Traditionsgebäck Leipziger Lerchen
Und auch diesmal habe ich zum Schluss etwas fürs Auge, wenn nicht sogar für Leib und Seele. Das Traditionsgebäck Leipzigs, die Leipziger Lerchen, möchte ich euch natürlich nicht vorenthalten. Klar, dass wir sie probiert haben. Das Mürbegebäck mit Marzipan und Marmeladenfüllung ist zwar nicht so mein Fall, aber probieren sollte man es in jedem Fall. Denn natürlich handelt es sich hier um Geschmackssache.
Kennt ihr denn auch die Geschichte um das feine Gebäck herum?
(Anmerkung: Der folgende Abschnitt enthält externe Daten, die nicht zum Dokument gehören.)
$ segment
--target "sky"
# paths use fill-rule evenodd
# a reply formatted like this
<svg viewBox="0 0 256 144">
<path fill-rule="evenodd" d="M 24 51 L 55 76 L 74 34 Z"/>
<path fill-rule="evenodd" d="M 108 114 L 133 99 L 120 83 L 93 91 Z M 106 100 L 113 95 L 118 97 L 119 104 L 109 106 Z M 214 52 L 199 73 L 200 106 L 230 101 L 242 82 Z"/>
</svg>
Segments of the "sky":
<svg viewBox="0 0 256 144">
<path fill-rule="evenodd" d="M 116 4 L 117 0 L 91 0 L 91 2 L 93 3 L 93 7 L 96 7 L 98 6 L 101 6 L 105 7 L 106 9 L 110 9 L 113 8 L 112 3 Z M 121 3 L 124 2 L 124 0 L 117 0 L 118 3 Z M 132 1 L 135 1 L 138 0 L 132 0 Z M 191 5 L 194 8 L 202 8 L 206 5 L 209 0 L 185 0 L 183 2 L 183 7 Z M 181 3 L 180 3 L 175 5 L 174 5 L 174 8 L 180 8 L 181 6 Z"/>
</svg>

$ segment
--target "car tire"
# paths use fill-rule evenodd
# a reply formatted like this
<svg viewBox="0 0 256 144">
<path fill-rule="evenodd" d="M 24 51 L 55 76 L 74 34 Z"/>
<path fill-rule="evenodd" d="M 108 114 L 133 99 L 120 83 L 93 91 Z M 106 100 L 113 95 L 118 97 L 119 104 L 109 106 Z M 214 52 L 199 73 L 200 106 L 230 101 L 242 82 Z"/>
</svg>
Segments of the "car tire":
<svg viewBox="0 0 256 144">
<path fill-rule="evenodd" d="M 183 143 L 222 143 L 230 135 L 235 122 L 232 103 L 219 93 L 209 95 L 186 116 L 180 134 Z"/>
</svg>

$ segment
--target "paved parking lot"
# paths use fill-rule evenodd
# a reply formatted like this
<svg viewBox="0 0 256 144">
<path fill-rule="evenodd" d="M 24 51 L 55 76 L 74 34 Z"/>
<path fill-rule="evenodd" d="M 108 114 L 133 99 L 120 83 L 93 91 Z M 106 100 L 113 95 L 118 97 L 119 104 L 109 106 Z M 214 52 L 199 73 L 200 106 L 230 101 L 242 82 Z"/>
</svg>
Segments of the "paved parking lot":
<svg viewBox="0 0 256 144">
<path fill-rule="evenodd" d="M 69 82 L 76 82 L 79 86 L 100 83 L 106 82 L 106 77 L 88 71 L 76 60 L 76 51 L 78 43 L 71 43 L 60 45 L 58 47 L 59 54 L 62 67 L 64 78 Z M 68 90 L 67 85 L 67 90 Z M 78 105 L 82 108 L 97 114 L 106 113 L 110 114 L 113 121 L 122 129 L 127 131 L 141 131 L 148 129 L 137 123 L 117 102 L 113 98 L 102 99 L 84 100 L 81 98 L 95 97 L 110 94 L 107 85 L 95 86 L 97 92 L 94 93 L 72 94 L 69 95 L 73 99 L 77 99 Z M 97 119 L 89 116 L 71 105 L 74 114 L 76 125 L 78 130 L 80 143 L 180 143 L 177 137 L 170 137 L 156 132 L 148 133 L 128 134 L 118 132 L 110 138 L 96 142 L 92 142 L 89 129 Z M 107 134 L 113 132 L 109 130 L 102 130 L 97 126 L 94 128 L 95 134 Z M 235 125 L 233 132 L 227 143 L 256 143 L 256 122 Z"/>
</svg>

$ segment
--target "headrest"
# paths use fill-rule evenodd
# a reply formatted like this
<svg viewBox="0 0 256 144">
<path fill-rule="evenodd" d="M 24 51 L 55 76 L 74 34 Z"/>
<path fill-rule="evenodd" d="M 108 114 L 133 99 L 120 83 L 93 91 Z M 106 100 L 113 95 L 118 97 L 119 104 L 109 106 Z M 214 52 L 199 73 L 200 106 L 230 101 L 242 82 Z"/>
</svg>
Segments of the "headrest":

Wenn nicht, könnt ihr sie hier nachlesen:
Seid ihr auch schon mal im schönen Leipzig gewesen? Wenn ja, was waren eure Highlights? Gerne könnt ihr uns eure Erfahrungen in den Kommentaren hinterlassen.
Teil 1: 3 Tage Leipzig- ohne Buchmesse und mit Corona
Für den Fall, dass ihr nicht so viel Zeit haben solltet, hat Nicolo auf nicolos-reiseblog für euch zusammengestellt, was man an einem Tag in Leipzig gesehen haben sollte.
Liebe Birgitta,
ach, ich habe so herrliche Erinnerungen an Leipzig! Dein Bericht zeigt mir, dass ich unbedingt einmal wieder hin muss, um all’ die spannenden Ecken dem kleinen Entdecker zu zeigen!
Aber eines kannte ich noch nicht: die Leipziger Lerchen!
Die waren mir bei meinen ersten Besuchen tatsächlich entgangen.
Danke für den Hinweis – die backen wir gleich mal nach! 🙂
Hab’ einen schönen Feierabend!
Ines-Bianca
Liebe Ines-Bianca, das freut mich, dass ich dir etwas Neues zeigen konnte.